Associate Professor Fabio Ramos receives Sydney Research Accelerator (SOAR) Fellowship to continue ground-breaking work in intelligent machines.
Associate Professor Fabio Ramos' work in intelligent machines has been recognised with a Sydney Research Accelerator (SOAR) Fellowship. The real-world application of this research includes models to predict air pollution 24 hours in advance to data analytics for portable water production and asset management, and work applicable to mental health, mining and real estate.
“My research builds upon developments in mathematics, statistics and computer science to design algorithms that enable computers to understand data, make predictions about future outcomes based on historical data, and take intelligent decisions under uncertainty that maximise a given objective,” Associate Professor Ramos said.
“These methods and tools are known as machine learning.
“With the continuing development of data science, methods that can predict the outcome of events based on historical data are becoming increasingly powerful.

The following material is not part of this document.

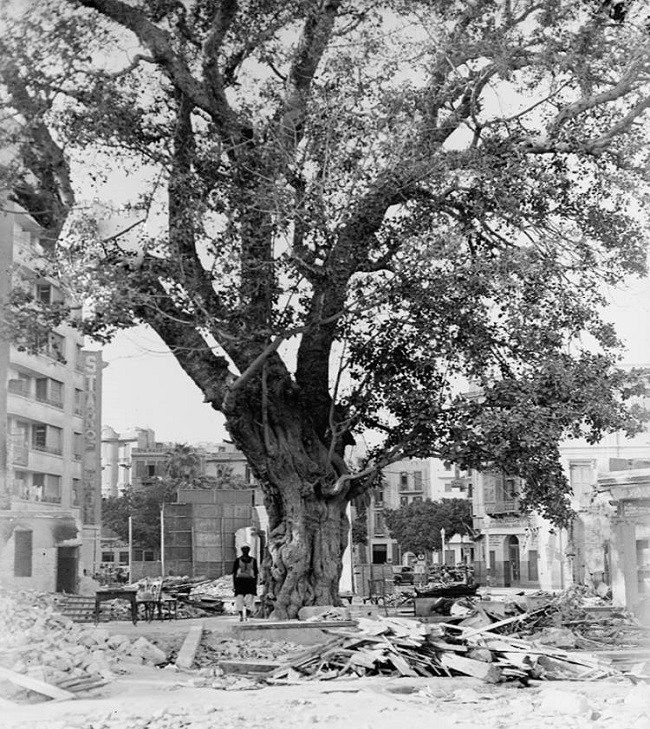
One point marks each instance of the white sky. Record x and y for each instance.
(144, 385)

However, it is unclear how to best utilise data science and probabilistic predictions to make informed decisions.
“My research aims to bridge the gap between predictions from big data to optimal decisions/actions.”
His work on air pollution forecasting aims to connect data science to statistical decision theory to answer key questions as to whether air pollution forecast models could be used to help define a policy and the benefits of investing in new monitoring stations. In healthcare, Associate Professor Ramos’ work aims to answer questions as to which treatments would lead to the best outcome given probabilistic predictive models of the patient’s recovery and whether we can provide theoretical guarantees for the optimality of these decisions.
“The SOAR fellowship will transform my profile by broadening the impact of the theoretical developments of my research to other fields, and to industry,” he says.
The research of Associate Professor Ramos has been pivotal towards the establishment of the Rio Tinto Centre for Mining Automation, which has attracted more than $35 million in research funding to the University and the Centre for Translational Data Science (CTDS), which aims to open unprecedented opportunities to apply the theoretical aspects of his research to fundamental problems in health, earth and biological sciences.